Die Erklärung enthält nichts Kreatives oder Neues, sondern ist im Grunde ein verwässerter Aufguss früherer Vereinbarungen aus den Jahren 2000 und 2005.

Die Erklärung enthält vier Punkte: 1. Das Versprechen der USA und Nordkoreas, mit neuen Beziehungen Frieden und Wohlstand zu schaffen, 2. Bemühungen der USA und Nordkoreas, ein "Friedensregime" auf der koreanischen Halbinsel zu schaffen, 3. die Bestätigung der Panmunjom-Erklärung vom 27. April 2018, in der sich Nordkorea verpflichtet, auf eine völlige Entnuklearisierung der koreanischen Halbinsel hinzuarbeiten, und 4. eine Klausel zur Rückführung der sterblichen Überreste von Kriegsgefangenen und Vermissten.

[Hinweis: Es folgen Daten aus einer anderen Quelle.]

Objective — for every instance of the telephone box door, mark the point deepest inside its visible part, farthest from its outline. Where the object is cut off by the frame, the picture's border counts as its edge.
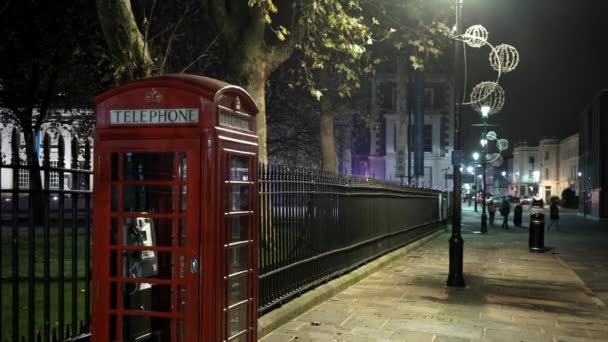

Die Erklärung enthält nichts Kreatives oder Neues, sondern ist im Grunde ein verwässerter Aufguss früherer Vereinbarungen aus den Jahren 2000 und 2005. Schon die Panmunjom-Erklärung, die dem Gipfel vorausging, war vage formuliert gewesen, zielte aber ja auch nur darauf ab, die diplomatischen Bedingungen für ein Treffen zwischen Trump und Kim zu schaffen. Die Details sollten in Singapur besprochen werden.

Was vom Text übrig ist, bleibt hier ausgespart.